Usernames and passwords, log-ins and security questions, pin numbers and profiles were not a part of my childhood, my youth or even my early working life.
When I was ten years old the only communication my family had with the wider world beyond my street was the wireless, the Sun newspaper late final extra, telegrams, the public phonebox two suburban blocks away or the private telephone owned by the Macellis a few doors down, which we all understood was there in the case of a compelling emergency. Mr. Macelli, a shoe salesman, had become the first in our street to trouble the PMG for a phone because his wife had a ‘dickey ticker’ and needed to be able to call him if she felt unwell. When I was about six years old television sets began to turn up in the street. We were invited here or there to watch Zorro, Rescue 8 or Hopalong Cassidy. The Ward family resisted for quite a while because my father wasn’t going to be rushed into new technology. He reckoned they cost an arm and a leg and delivered little perceivable benefit. I don’t think he was wrong at the basic level and I feel that the benefit to bullshit balance still favours bullshit, and more so than in the sixties. More channels just means more bullshit as far as I can see. The argument that saw a goggle box enter our house was my mother’s pleading that my sister and I were being humiliated at school for not knowing what Beaver Cleaver was doing, or why Father Knows Best. I really think though that she herself wanted to watch Lucille Ball and Ann Sothern and had merely gone for the most poignant plea.“ Think of the children Pete ” I heard her say through a crack in the door. A huge Stromberg Carlson television set duly appeared one weekend and that was that. It was a big ornate bit of furniture with an impressive tuning knob that went kerthunk, kerthunk, kerthunk around the dial to locate the three available channels.

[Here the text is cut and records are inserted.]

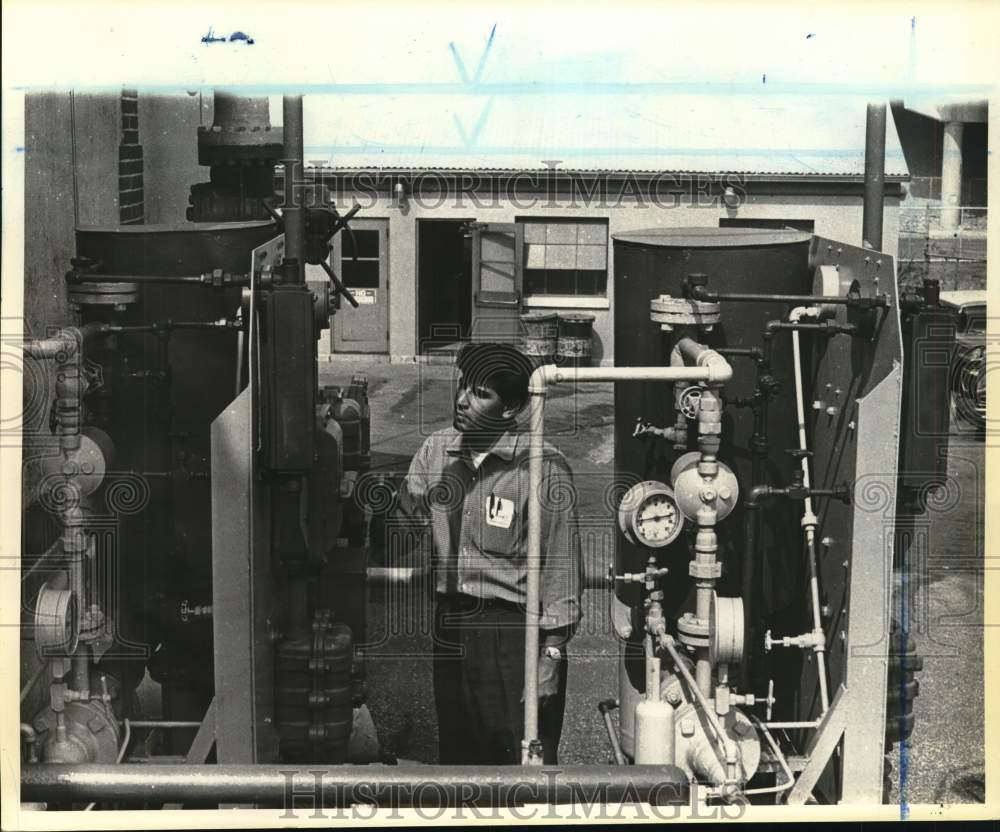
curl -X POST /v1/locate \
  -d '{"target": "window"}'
[340,229,379,289]
[519,219,608,297]
[719,217,816,234]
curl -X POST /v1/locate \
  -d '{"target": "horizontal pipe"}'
[128,719,201,728]
[532,362,733,391]
[27,763,688,811]
[23,321,102,360]
[691,286,887,306]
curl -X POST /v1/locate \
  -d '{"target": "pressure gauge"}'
[618,480,684,549]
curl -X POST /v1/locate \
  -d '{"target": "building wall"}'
[327,186,899,366]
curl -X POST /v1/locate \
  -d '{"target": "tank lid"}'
[611,228,812,248]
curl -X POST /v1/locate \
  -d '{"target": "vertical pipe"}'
[281,95,305,283]
[521,374,545,765]
[862,104,885,251]
[789,318,830,714]
[941,121,963,230]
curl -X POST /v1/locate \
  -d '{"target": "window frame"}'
[514,216,611,308]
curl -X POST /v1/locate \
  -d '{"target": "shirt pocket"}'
[476,492,524,560]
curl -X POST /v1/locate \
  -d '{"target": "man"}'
[399,344,582,764]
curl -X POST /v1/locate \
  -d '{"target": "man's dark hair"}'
[456,343,534,407]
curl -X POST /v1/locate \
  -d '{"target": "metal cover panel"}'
[841,364,903,805]
[212,386,276,763]
[612,228,812,248]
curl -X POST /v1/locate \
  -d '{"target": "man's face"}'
[453,377,515,433]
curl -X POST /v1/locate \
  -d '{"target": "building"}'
[25,90,908,364]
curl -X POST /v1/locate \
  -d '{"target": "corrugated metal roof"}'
[305,94,907,176]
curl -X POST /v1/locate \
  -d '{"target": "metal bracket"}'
[785,685,848,806]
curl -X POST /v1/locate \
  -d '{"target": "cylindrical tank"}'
[556,312,594,367]
[521,312,559,364]
[614,228,812,756]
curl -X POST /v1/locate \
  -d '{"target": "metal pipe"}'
[690,286,886,306]
[767,719,821,728]
[125,719,201,728]
[21,722,38,764]
[597,699,625,766]
[660,635,740,782]
[21,664,48,705]
[281,95,306,283]
[21,763,688,811]
[788,307,830,716]
[861,104,886,251]
[521,358,733,765]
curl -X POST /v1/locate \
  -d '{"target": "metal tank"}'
[613,228,813,756]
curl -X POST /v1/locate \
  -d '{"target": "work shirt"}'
[396,428,582,632]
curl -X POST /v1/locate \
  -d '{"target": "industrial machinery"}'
[21,99,954,806]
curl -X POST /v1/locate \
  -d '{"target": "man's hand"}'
[521,653,565,703]
[538,654,564,701]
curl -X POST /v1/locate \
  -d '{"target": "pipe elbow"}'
[698,349,733,384]
[528,364,556,396]
[788,306,819,323]
[744,485,774,508]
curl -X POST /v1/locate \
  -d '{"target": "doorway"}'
[417,219,472,354]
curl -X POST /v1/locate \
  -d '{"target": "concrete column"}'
[941,121,963,229]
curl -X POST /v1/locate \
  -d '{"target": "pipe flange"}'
[32,700,120,765]
[68,281,139,306]
[35,585,79,661]
[677,612,709,648]
[677,385,702,422]
[708,592,744,666]
[670,451,740,522]
[649,295,720,332]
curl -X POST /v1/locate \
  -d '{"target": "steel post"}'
[21,763,688,811]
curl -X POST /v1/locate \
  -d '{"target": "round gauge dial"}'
[618,480,684,549]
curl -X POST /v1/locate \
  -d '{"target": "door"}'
[469,222,524,342]
[330,219,389,353]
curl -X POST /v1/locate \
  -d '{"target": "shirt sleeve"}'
[540,455,583,632]
[386,437,433,566]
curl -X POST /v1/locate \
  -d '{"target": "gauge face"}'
[634,494,680,546]
[619,481,684,549]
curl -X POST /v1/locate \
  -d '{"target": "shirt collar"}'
[445,427,521,462]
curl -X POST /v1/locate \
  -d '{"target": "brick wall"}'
[118,90,146,225]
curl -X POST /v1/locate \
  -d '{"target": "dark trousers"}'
[434,596,566,765]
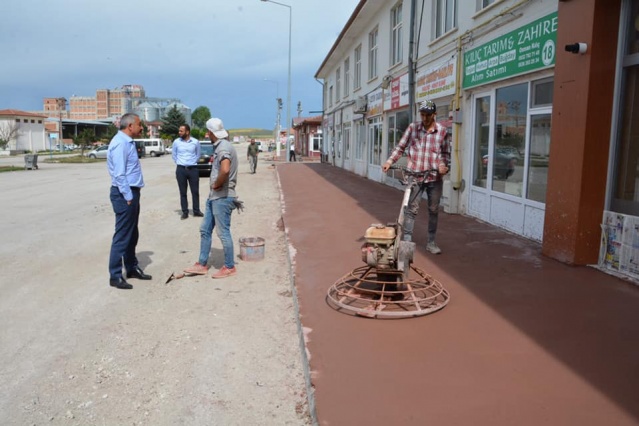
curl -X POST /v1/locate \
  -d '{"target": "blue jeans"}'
[404,179,444,242]
[109,186,140,279]
[198,197,235,268]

I think I am wired differently to my children and those born since them. My senses spent more time in the open air, and my brain was expanded by my own original musings and observations. I read comics and went to the cinema, sure, but as a part of my waking consciousness they were a small portion. These days the stream of information and ‘entertainment’ is ubiquitous and ceaseless. Little faces open-eyed before little screens.

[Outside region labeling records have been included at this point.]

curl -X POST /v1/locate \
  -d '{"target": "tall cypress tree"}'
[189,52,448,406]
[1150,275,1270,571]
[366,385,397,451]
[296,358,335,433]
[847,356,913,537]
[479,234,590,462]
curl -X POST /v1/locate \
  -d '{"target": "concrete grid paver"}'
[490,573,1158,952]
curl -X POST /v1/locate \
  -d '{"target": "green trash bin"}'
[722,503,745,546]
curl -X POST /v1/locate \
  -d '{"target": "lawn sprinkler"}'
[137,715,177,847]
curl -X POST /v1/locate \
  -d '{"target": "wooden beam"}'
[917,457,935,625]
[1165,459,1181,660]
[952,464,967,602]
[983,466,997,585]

I played all day in the back yard, or down by the creek. I created a town in the dirt up by the back fence, with streets and houses made of junk. My matchbox cars and trucks drove around at the end of my fingers and ran up driveways into pumpkin leaves, paspalum clumps and biscuit tin garages. The weather that affected my little make believe town affected me. When it was hot and sunny I wore a hat. I didn’t run inside if it was spitting rain, but when the storms came I got wet gathering up the cars and ran inside. When it was windy on me it was windy in the town. The breeze carried the strong smell of privet in summer and roses, frangipani and lavender when they were in flower. There were flies, bees, wasps, butterflies, dragonflies, sparrows, willy wagtails, peewees, robins and god only knows what else in the air about me, and the micro fauna of the earth all around me. We had to be watchful for funnel webs, redbacks, bullants and those nasty green headed ants that really packed a punch for their size.

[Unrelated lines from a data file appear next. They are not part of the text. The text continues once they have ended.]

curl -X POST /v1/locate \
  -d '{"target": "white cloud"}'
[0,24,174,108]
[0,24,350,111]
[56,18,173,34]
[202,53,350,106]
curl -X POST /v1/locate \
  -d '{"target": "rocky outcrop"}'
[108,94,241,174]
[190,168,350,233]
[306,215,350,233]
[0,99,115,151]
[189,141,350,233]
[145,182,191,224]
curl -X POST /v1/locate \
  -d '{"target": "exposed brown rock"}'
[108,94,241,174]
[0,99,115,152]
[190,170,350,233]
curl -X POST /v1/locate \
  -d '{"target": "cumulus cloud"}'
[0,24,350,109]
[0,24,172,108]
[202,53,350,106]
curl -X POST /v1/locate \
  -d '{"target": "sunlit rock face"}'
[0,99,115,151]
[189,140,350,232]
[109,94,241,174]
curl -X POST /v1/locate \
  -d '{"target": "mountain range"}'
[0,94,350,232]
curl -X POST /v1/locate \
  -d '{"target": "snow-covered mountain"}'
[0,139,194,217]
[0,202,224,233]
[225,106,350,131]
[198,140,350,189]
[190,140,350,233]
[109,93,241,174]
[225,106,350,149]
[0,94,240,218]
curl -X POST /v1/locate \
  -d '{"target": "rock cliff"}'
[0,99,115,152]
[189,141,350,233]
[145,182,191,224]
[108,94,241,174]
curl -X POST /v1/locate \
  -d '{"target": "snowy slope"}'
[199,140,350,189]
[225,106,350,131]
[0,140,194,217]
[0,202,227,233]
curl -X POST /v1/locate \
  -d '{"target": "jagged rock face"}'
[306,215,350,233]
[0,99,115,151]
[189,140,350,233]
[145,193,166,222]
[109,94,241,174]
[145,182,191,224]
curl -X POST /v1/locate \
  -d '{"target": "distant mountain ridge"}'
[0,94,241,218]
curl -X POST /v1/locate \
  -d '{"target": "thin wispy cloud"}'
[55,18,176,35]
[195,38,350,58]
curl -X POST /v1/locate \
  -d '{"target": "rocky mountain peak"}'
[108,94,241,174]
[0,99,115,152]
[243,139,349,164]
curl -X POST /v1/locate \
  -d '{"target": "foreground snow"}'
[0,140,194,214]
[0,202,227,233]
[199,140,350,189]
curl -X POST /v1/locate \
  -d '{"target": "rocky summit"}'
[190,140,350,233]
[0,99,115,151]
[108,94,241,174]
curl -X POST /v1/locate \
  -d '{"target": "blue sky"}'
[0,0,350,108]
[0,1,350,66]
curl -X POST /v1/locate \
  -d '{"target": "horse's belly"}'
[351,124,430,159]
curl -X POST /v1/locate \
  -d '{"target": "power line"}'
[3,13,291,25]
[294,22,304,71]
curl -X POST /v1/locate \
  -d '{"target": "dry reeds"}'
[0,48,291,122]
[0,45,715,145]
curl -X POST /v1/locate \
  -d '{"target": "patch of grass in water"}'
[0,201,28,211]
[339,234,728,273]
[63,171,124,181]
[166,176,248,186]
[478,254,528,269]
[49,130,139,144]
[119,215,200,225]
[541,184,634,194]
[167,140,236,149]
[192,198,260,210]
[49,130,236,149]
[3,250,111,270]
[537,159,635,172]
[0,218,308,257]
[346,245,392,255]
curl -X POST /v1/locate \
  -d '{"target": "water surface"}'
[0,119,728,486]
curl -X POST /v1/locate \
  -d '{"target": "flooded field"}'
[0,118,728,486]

There were long pauses in the day when nothing at all seemed to happen. I watched my eye floaters until a crow flew over chasing a dove off the church hall roof. My mother brought me out a devon and lettuce sandwich and told me to put my sandals back on before I came down the yard because the bindis were bad near the back steps.
I guess I did have a username, and it was ‘mate’ or ‘son’ and my pin was something my mother kept. My contract with the universe to watch, listen and learn was renewed every day.